Gute Gründe für eine Photovoltaik-Anlage

Bereits eine Modulfläche von 450 x 450 km würde ausreichen, um den Weltstrombedarf zu decken. Unsere Sonne ist damit nicht nur eine unerschöpfliche, sondern zudem auch eine umweltfreundliche Energiequelle. Und das Beste: Sie scheint gratis.

Strom von der Sonne

Etwa ein Drittel des Primärenergieaufwandes fließt in die Stromerzeugung. Dabei gehen rund zwei Drittel der erzeugten Energie in den zentralen Kraftwerken und bei der Verteilung über das Stromnetz verloren.
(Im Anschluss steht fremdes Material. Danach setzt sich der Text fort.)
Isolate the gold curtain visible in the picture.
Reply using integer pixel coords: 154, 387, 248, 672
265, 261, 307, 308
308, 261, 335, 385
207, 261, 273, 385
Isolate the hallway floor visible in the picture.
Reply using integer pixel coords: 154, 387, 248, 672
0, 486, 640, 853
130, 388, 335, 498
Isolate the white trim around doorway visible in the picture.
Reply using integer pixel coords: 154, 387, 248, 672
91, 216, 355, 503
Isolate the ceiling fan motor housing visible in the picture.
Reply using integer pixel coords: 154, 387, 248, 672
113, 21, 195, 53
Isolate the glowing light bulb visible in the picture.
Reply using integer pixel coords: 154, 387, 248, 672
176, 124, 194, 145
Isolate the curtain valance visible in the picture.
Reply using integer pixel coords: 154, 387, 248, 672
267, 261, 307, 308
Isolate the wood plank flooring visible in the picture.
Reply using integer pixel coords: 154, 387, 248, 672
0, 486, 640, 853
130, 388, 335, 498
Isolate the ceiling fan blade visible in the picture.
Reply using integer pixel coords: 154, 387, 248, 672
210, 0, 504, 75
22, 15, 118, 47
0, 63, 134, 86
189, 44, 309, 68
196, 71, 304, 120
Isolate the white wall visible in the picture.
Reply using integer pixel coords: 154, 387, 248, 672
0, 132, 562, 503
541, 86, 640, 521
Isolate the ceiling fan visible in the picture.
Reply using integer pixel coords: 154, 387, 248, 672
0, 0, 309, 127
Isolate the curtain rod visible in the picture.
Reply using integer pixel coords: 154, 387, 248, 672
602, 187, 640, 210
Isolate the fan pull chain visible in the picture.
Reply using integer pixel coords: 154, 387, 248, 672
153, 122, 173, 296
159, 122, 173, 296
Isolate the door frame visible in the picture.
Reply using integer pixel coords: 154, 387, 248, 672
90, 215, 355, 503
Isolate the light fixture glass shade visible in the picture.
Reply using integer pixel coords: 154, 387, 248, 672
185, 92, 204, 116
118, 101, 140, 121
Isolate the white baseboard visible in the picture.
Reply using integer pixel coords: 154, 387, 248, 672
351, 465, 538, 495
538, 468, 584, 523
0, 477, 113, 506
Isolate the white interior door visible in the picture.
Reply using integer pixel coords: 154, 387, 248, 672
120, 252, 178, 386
Bei der Bereitstellung von elektrischer Energie entstehen in der Regel hohe Umweltbelastungen. Es lohnt sich also ganz besonders, Strom durch erneuerbare Energien wie Sonne, Wind, Wasserkraft und Biomasse zu erzeugen und die elektrische Energie verbrauchernah und dezentral zu gewinnen.

Die Photovoltaik – also die Gewinnung elektrischen Stroms direkt aus Sonnenenergie – ist eine elegante und zuverlässige Möglichkeit. Um in etwa die Strommenge zu produzieren, die dem mittleren Jahresverbrauch eines Bundesbürgers entspricht, sind ungefähr 8,5 m² Solarzellenfläche erforderlich.

Solare Rahmendaten

Auf die Fläche der Bundesrepublik Deutschland trifft jährlich beispielsweise eine Energiemenge, die etwa dem 80-fachen des Gesamt-Energieverbrauchs entspricht. Rund die Hälfte davon erreicht die Erdoberfläche als direkte Sonnenstrahlung, die andere Hälfte als diffuses Licht.

Jedes Jahr treffen so in der Summe etwa 950 bis 1200 kWh/m² auf eine horizontale Fläche. Solarzellen wandeln davon über 15 Prozent in elektrische Energie um, wobei rund zwei Drittel der Energie im Sommer und ein Drittel im Winter „geerntet“ werden. Unsere Sonne ist somit ganzjährig nicht nur eine unerschöpfliche, sondern zudem auch eine umweltfreundliche und kostengünstige Energiequelle.